O silêncio interminável que se seguiu fez com que o Thio percebesse a inconveniência da pergunta. Levantou seus olhos dos papéis que trazia às mãos e percebeu-se na penumbra das perguntas irrespondíveis.
- Ora, Thio, quem julga os julgadores? Ninguém, e ninguém pelo simples fato que os julgadores não precisam serem julgados, são injulgáveis, isso é óbvio, até você deve ser capaz de entender isso... – essa foi a resposta que o Thio pensou ter escutado mas não escutou, pelo simples fato de que ela não foi dita. Claro era ser desnecessária a resposta, faces e olhares dizendo tudo o que era preciso ser dito naquela hora.
A reunião terminou assim abruptamente, todos se levantando e deixando a sala, largando o Thio com seus papéis e dúvidas e sem respostas.
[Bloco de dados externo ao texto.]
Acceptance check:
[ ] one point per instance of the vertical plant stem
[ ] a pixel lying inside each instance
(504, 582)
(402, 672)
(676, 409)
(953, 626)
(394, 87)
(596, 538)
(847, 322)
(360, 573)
No dia seguinte, um grupo foi visitar o Thio Therezo no hotel logo no café da manhã. Insinuaram que o melhor seria que ele tivesse um imprevisto familiar e deixasse o país ainda naquele dia. O Thio que não é bobo nem nada e que, ademais, tem mais o que fazer, arrumou suas coisas e partiu no voo noturno, primeira classe ofertada pelo governo da republiqueta. Não interessou a ninguém essa saída repentina, nenhuma voz teve a permissão de se levantar, em um visível contraste com a efusiva recepção de semanas atrás. Aliás, a grande mídia local que tanto o exaltou, ignorou-o daquele dia em diante, história reescrita como sempre convém a certas elites eleitas pelos deuses.
Na cidade em que houve troca de avião, ainda os repórteres queriam saber o que se passara mas o Thio apenas sorriu às perguntas e emendou um detalhamento de seus novos planos, que isso, ele sempre os terá. Foi também lá que ele soube da morte inesperada em um acidente doméstico do clandestino ex-jogador que tanto o ajudou a decifrar os pormenores dessa história.
Ele só nos narra os fatos, tais e quais ocorreram e diz, jura até, que ainda não pensou na conclusão de seus achados, o que não acreditamos. Sábio e prudente que é, acho que o Thio Therezo prefere o silêncio nessas horas.